In summary, EV-mediated mitochondrial delivery may contribute to cancer drug resistance and promote tumor invasion and growth.

Liver disease

EV-mediated mitochondrial delivery contributes to alcoholic liver disease by inducing endoplasmic reticulum stress and inflammation through the release of mtDNA-rich microparticles and elevated mtRNA levels, further inducing the release of pro-inflammatory factors.

Cardiovascular disease

Obesity is strongly associated with cardiovascular disease, and adipocytes under heat stress release EVs carrying damaged mitochondrial components, inducing ROS bursts and mitochondrial dysfunction in cardiac muscle tissue. However, EVs from adipocytes pretreated with palmitic acid can protect cardiac cells from acute oxidative stress.

Respiratory disease

EV-mediated mitochondrial transfer may regulate inflammation in respiratory diseases. Asthma patients have higher levels of HLA-DR+ EVs, and COPD patients have higher levels of mtDNA circulating in the body. These EVs may serve as molecules that sense exposure to tobacco and the pathogenesis of COPD.

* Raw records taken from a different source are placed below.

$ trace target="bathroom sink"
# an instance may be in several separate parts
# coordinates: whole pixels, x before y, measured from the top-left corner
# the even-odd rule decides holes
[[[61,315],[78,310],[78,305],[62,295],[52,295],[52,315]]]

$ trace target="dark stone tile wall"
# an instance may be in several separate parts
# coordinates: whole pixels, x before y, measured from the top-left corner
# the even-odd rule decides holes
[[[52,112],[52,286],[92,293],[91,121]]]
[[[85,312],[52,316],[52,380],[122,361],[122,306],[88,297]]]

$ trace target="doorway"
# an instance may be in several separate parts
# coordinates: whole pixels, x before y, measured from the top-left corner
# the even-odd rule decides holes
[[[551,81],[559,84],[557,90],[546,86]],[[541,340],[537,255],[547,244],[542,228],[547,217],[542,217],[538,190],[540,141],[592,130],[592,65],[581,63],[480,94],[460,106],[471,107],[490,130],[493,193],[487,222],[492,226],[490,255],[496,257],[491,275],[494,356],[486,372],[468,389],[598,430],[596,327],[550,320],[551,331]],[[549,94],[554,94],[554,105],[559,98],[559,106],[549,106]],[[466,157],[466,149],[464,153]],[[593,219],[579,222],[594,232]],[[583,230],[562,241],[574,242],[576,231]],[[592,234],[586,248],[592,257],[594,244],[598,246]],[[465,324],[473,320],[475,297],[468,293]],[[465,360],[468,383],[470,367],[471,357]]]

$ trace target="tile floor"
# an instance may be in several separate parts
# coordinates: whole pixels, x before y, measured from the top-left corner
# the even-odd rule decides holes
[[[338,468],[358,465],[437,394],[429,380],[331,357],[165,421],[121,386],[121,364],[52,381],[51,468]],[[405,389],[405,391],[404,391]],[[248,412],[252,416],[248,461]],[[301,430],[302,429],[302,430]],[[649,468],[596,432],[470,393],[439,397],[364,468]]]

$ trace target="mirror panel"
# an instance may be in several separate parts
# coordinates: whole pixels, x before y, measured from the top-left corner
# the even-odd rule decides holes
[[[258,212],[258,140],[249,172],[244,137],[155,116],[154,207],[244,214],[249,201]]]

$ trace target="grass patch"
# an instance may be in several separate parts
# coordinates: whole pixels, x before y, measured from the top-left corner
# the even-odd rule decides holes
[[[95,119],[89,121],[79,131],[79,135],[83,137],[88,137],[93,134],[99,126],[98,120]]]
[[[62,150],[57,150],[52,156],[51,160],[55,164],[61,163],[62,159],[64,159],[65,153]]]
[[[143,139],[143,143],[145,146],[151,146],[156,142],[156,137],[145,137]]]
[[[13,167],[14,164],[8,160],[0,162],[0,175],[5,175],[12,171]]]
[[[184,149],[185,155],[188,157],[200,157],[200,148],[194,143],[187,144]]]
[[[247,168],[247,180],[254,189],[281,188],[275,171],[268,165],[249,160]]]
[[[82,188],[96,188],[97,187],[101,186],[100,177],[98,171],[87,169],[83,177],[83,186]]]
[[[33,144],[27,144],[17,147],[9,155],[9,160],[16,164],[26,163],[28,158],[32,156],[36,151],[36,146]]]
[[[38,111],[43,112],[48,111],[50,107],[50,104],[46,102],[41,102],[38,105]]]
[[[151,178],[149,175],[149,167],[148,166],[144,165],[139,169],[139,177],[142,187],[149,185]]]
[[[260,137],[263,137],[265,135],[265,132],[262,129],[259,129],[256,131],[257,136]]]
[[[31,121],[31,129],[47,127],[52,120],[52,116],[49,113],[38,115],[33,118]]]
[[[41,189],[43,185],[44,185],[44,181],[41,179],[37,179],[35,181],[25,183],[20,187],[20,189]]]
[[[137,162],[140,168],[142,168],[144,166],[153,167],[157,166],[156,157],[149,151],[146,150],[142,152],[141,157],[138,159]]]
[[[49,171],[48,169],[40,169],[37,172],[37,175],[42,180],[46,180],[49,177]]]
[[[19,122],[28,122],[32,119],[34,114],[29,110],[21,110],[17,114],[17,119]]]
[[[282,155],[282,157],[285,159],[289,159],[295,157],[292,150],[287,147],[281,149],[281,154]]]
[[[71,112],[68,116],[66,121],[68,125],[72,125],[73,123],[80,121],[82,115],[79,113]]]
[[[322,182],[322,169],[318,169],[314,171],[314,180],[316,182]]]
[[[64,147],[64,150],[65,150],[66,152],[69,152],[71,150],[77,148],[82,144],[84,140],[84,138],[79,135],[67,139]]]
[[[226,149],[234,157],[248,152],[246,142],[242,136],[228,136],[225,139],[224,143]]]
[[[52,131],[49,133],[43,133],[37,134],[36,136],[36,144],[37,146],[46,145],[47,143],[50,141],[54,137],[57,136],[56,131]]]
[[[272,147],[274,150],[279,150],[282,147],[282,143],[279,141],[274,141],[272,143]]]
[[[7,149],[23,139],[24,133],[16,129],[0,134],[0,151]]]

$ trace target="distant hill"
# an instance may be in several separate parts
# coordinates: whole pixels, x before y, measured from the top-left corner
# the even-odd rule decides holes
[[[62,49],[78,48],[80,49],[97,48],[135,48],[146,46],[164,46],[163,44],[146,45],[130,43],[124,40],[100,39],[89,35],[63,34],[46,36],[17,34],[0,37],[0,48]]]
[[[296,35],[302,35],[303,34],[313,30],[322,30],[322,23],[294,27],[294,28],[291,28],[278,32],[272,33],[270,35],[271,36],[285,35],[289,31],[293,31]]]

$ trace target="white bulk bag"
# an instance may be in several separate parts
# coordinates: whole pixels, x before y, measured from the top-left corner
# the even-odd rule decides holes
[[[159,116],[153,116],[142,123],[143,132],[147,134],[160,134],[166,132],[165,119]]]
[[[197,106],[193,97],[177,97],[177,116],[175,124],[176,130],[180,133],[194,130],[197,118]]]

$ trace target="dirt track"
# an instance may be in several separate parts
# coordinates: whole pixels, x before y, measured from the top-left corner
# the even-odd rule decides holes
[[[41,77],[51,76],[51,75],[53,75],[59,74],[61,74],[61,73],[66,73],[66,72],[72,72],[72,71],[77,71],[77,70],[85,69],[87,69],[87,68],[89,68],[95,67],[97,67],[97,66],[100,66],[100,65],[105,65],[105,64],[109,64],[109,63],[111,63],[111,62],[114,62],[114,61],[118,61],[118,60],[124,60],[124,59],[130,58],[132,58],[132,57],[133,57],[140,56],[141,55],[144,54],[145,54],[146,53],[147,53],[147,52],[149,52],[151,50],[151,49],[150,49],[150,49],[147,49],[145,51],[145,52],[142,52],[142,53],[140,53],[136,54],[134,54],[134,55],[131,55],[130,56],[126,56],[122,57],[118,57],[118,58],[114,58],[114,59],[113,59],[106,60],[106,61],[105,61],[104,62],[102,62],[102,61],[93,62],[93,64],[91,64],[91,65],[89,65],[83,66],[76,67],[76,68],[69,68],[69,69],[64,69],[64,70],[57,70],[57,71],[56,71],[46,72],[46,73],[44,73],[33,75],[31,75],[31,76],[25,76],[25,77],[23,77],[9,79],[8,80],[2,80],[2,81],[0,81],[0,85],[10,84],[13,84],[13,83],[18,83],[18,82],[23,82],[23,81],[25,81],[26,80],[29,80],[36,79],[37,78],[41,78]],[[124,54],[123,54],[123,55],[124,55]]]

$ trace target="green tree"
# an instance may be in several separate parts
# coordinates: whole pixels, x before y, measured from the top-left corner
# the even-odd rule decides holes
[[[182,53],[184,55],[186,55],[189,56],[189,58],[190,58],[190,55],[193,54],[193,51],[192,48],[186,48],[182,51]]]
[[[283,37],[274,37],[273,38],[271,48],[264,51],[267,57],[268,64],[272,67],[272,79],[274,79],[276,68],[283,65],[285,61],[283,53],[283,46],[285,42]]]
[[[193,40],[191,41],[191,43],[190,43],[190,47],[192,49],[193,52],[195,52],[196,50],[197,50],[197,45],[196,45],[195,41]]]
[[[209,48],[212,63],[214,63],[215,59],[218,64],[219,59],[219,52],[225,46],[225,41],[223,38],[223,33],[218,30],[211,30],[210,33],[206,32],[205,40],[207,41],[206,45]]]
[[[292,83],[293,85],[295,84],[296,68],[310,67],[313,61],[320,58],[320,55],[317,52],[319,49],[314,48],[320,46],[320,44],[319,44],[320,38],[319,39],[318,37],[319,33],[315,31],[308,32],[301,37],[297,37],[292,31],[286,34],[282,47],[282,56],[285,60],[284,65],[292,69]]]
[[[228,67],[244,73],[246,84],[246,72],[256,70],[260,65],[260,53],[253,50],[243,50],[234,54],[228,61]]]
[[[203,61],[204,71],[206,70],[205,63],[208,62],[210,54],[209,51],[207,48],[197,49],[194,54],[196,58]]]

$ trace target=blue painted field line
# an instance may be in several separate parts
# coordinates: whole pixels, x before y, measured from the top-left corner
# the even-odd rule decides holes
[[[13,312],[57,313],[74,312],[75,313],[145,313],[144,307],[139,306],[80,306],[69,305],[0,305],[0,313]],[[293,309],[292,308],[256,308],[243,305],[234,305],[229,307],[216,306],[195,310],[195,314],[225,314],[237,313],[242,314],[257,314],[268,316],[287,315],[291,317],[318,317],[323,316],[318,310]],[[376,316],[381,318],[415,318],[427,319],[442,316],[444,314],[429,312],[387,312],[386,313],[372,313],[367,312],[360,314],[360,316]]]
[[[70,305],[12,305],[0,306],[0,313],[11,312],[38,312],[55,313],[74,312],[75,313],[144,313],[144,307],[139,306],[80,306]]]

Toward clinical application

MitoEVs released by mitochondrial damage may function as disease biomarkers and, furthermore, by affecting the metabolic state of target cells, may become therapeutic agents for multiple diseases.

Biomarkers

MitoEVs released from donor cells can serve as potential biomarkers for the diagnosis or monitoring of disease by reflecting various pathological states.

Cancer

1. Early diagnosis of cancer is difficult, but extracellular vesicles (EVs) hold potential as biomarkers.
2. Because mitochondrial EVs (MitoEVs) contain information reflecting the state of the parent cell, they may be useful for monitoring cancer progression and treatment response.

Age-related diseases

1. Age-related diseases are associated with oxidative stress and mitochondrial damage, and their diagnosis requires non-invasive biomarkers.
2. Circulating mitochondrial markers such as ATP5A and NDUFS3 may serve as predictors of neuropathy and frailty in older adults.

Therapeutic strategies

Cardiovascular disease

MitoEVs may become an innovative cell-free therapeutic strategy in the treatment of cardiovascular disease because they can enhance the mitochondrial function and cell viability of damaged cardiomyocytes, probably through the expression of PGC-1α, and improve cardiac function after myocardial infarction.

Neurological diseases

1. Neurological diseases affect the brain and neurons, and mitochondrial damage is an important factor in their onset.
2. Mitochondria-rich extracellular vesicles (EVs) derived from neural stem cells and other types of cells are promising as therapeutic agents for neurological diseases by restoring mitochondrial function and reducing inflammation.

Impressions

MitoEVs are extremely attractive. However, as stated in this paper, it is technically quite difficult to isolate only the mitochondria-derived ones from general EVs (exosomes). At least for now. Because many EVs are lost during the isolation process, there is a high likelihood of losing many EVs. Therefore, for diagnostic and biomarker purposes, I think it is reasonable to extract only mitochondria-derived EVs and perform testing in order to reduce noise and improve the reproducibility of the data. However, for therapeutic use, I think the cost-effectiveness needs to be considered. With an innovative technological revolution, I would like to make it possible to extract large quantities of purified exosomes.